Janelle Monae's ArchAndroid chronicles the adventures of Cindi Mayweather, a futuristic android on the planet Metropolis. And the music is occasionally as out there as the album's concept. "Dance Or Die," featuring poet Saul Williams, is a funk-rock jam; "Locked Inside" is a '70s disco-styled track; and "Sir Greendown" is a '50s era doo-wop soundalike. Then there's "Cold War," which is highly reminiscent of OutKast's year 2000 hip-hop track "B.O.B (Bombs Over Baghdad)." The OutKast connection is to be expected, since Janelle was discovered by half of the rap duo, Big Boi (he also appears on "Tightrope"). But much of the music here is very unlike anything that's been tried on an R&B or pop album in decades, if at all. "Come Alive (the War of the Roses)," is a zoot suit/swing music era soundalike, and "Mushrooms and Roses" sounds like something that Funkadelic might've recorded back in their 1970s heyday.

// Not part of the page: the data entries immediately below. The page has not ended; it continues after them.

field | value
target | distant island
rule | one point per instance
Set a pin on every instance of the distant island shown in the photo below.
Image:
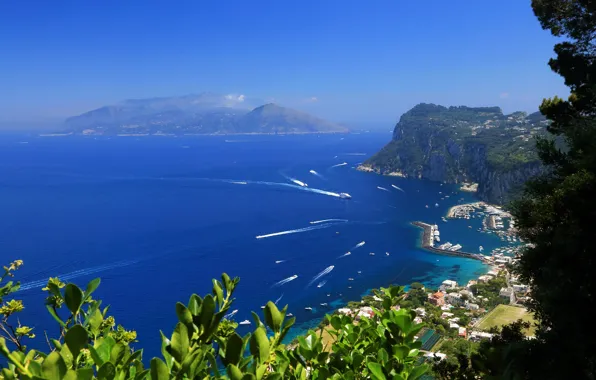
(202, 114)
(464, 145)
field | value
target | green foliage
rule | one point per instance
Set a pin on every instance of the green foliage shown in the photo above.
(204, 344)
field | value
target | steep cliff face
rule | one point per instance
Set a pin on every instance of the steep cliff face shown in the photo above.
(461, 144)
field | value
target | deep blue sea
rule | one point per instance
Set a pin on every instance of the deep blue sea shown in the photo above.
(157, 217)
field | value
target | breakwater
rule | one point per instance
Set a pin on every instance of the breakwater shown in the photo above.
(427, 243)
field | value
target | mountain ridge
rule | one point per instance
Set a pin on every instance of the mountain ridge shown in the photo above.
(205, 113)
(464, 144)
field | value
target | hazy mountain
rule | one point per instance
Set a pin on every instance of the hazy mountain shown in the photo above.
(205, 113)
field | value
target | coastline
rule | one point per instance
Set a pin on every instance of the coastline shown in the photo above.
(194, 134)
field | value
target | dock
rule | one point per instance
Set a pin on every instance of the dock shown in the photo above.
(427, 243)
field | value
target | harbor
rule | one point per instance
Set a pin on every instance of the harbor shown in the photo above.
(428, 243)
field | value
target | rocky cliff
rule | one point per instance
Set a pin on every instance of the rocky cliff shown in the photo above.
(464, 144)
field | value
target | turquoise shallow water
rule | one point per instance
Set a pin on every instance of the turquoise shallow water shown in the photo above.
(156, 218)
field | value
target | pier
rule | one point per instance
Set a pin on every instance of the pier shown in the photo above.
(427, 243)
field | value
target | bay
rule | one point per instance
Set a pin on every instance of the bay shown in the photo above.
(157, 217)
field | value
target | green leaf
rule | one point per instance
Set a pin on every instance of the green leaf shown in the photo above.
(159, 370)
(234, 349)
(180, 342)
(84, 373)
(234, 372)
(71, 374)
(218, 292)
(91, 286)
(73, 297)
(94, 321)
(95, 356)
(207, 310)
(76, 338)
(259, 345)
(261, 371)
(184, 315)
(117, 353)
(53, 367)
(7, 375)
(55, 316)
(194, 304)
(417, 372)
(376, 371)
(107, 371)
(273, 317)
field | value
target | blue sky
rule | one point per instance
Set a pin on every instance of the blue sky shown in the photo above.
(348, 61)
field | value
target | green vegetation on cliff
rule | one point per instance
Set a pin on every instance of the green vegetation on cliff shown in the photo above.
(456, 144)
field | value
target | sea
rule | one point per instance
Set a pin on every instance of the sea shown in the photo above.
(156, 218)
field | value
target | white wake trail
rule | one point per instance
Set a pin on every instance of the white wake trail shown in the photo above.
(328, 220)
(323, 273)
(296, 231)
(358, 245)
(77, 273)
(285, 281)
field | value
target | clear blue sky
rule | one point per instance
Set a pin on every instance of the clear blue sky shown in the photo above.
(348, 61)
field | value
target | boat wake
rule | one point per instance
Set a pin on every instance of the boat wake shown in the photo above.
(279, 299)
(77, 273)
(323, 273)
(313, 172)
(328, 220)
(285, 281)
(358, 245)
(297, 231)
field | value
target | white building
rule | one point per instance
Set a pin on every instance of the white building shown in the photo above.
(455, 299)
(450, 284)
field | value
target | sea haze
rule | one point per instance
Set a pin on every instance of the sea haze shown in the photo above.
(157, 217)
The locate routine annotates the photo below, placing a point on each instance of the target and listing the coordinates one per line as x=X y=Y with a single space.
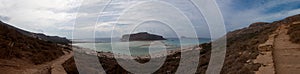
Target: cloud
x=238 y=14
x=57 y=17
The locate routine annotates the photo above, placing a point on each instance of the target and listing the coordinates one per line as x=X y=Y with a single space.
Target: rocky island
x=142 y=36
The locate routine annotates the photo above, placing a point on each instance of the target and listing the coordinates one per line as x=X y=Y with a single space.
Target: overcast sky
x=58 y=17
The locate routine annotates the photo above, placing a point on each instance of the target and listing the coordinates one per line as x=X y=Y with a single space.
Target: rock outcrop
x=53 y=39
x=142 y=36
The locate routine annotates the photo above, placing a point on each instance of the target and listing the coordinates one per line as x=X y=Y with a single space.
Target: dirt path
x=53 y=67
x=286 y=54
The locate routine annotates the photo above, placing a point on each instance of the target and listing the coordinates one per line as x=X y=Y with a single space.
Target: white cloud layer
x=57 y=17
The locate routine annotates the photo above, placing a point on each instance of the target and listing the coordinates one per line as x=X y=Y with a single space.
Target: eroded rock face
x=142 y=36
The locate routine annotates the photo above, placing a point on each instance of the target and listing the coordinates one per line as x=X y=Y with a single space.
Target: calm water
x=140 y=47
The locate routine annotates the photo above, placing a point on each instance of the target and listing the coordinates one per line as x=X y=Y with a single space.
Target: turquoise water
x=140 y=47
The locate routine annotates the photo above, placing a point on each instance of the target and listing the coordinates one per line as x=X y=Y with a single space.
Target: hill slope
x=22 y=53
x=242 y=50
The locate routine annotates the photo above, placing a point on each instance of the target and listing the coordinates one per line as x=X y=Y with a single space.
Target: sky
x=113 y=18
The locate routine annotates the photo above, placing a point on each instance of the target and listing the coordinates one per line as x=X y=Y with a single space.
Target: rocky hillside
x=294 y=29
x=242 y=50
x=15 y=45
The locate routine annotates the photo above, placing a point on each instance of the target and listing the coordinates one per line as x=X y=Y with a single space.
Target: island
x=142 y=36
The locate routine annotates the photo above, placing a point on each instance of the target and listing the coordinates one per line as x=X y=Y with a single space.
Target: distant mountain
x=142 y=36
x=242 y=50
x=54 y=39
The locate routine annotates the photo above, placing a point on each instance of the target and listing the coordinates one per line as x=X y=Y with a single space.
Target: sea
x=137 y=48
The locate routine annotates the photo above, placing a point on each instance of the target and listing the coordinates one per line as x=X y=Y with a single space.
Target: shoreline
x=124 y=56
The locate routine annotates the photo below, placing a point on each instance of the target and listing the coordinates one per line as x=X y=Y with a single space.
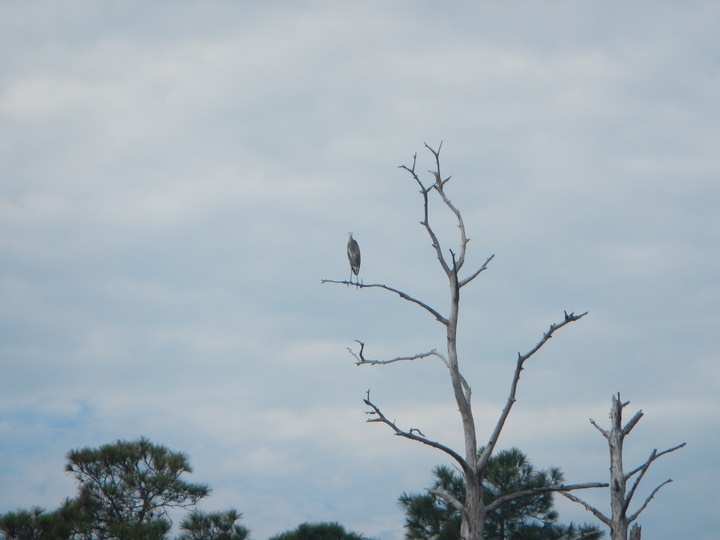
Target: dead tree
x=472 y=465
x=620 y=496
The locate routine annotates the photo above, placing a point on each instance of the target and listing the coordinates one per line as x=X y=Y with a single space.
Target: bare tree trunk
x=618 y=521
x=620 y=498
x=473 y=509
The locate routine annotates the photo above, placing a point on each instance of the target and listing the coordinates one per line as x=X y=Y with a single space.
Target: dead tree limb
x=473 y=509
x=620 y=496
x=522 y=358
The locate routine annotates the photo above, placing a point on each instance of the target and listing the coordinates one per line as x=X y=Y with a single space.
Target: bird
x=353 y=257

But maybe the most astounding thing about the album is that at only 24 years of age, Janelle has the talent, creativity and imagination to craft such a diverse, eclectic album. The ArchAndroid is more than an album; it's like a soundtrack to Janelle's wildest science fiction fantasies. This is an album that might take you awhile to get drawn into, but once you are, you really begin to appreciate it's numerous layers. Despite the success of "Tightrope," this isn't really a singles-driven album; it's an ambitious, 70-minute musical story that's meant to be listened to from beginning to end - repeatedly - for you to fully appreciate it's creative depth.